Presidents have a dual leadership role. They lead the executive branch, an organization not unlike others that have been researched. If led by a compassionate leader, one can assume all the aforementioned benefits will accrue to the people working there. And presidents also have a responsibility to the public as it is the public’s interests they should prioritize in their decision making. Public sentiment should rise in response to presidents who combine their ability to empathize with the concerns of the American people and their ability to do something about it.
Confrontational leaders, on the other hand, might also be empathetic, but they "distrust others, have significant in-group bias, and have the need for power." These characteristics predict a “reckless response to stress,” a dangerous recipe for one of the most stressful jobs in the world.

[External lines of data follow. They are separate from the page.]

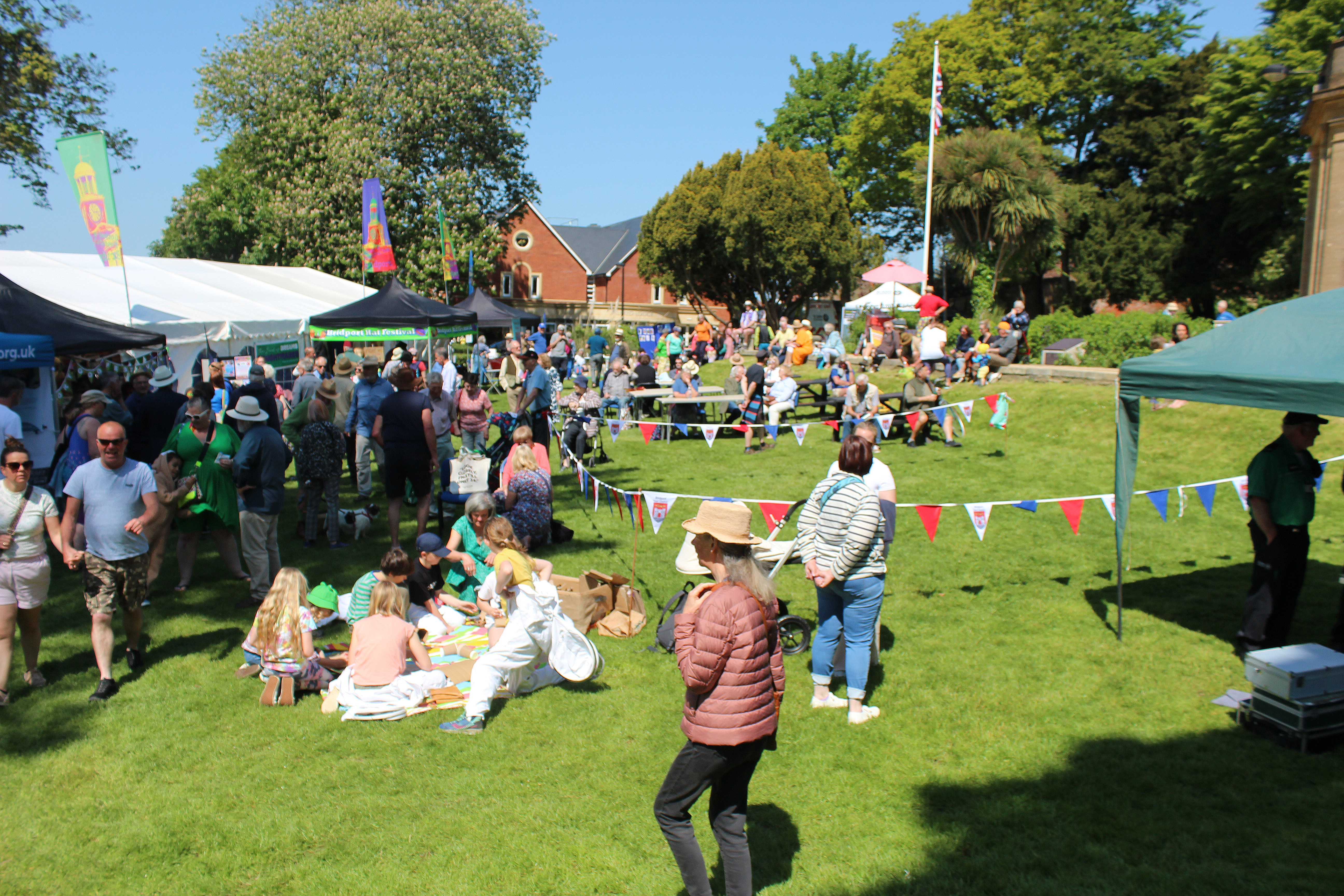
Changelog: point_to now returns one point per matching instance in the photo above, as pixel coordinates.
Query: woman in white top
(933, 347)
(25, 570)
(781, 397)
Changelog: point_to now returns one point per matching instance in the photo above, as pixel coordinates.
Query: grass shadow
(1136, 817)
(1210, 601)
(773, 839)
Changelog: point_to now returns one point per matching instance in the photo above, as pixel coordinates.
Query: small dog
(353, 523)
(357, 522)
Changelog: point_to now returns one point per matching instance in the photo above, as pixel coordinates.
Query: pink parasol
(894, 272)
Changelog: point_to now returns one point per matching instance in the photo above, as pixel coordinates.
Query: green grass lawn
(1022, 749)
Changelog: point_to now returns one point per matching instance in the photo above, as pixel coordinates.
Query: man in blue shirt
(367, 398)
(537, 397)
(597, 355)
(307, 385)
(119, 498)
(260, 476)
(541, 343)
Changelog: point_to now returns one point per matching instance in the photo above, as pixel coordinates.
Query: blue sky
(638, 95)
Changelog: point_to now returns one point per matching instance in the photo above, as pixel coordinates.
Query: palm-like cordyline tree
(998, 195)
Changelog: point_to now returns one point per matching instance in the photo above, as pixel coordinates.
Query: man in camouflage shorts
(119, 499)
(112, 584)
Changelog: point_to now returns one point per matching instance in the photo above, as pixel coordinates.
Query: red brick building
(578, 272)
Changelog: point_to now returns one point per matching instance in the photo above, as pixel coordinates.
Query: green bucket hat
(323, 597)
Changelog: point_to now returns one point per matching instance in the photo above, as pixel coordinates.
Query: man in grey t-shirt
(119, 499)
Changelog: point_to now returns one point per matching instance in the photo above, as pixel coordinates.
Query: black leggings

Even when a leader feels justified in his actions, how he executes them tells his followers critical information. Already the narrative has shifted from sending illegal immigrants with criminal records to prisons in foreign countries to sending American citizens with criminal records there as well. Lack of caring can translate into policy decisions at an alarming rate.
President Trump has identified valid motivations for his policy choices. He promised to address illegal immigration and streamline government. He says he wants the war in Ukraine to end so that people stop dying. But his treatment of Ukrainian president Zelenskyy struck many as callous and uncalled for. And his deportation of alleged illegal immigrants to El Salvador was completed without honoring the due process the law affords people in our country. The arbitrary and capricious firing of probationary federal employees has alarmed constituents who fear for a future without the government services they expect in return for their tax payments.
President Trump’s lack of care undermines his goals as his actions come across as overly harsh and seemingly unfair. It is showing in the polls, which indicate his approval rating at the end of 100 days was lower than any president since it was first tracked in the time of Franklin Roosevelt. It would appear that the American people care not only about what motivates a president, but how he acts on those motivations. That means approaching his role with the ethics of care: consideration for relationships and the feelings and concerns of others. The American people deserve no less.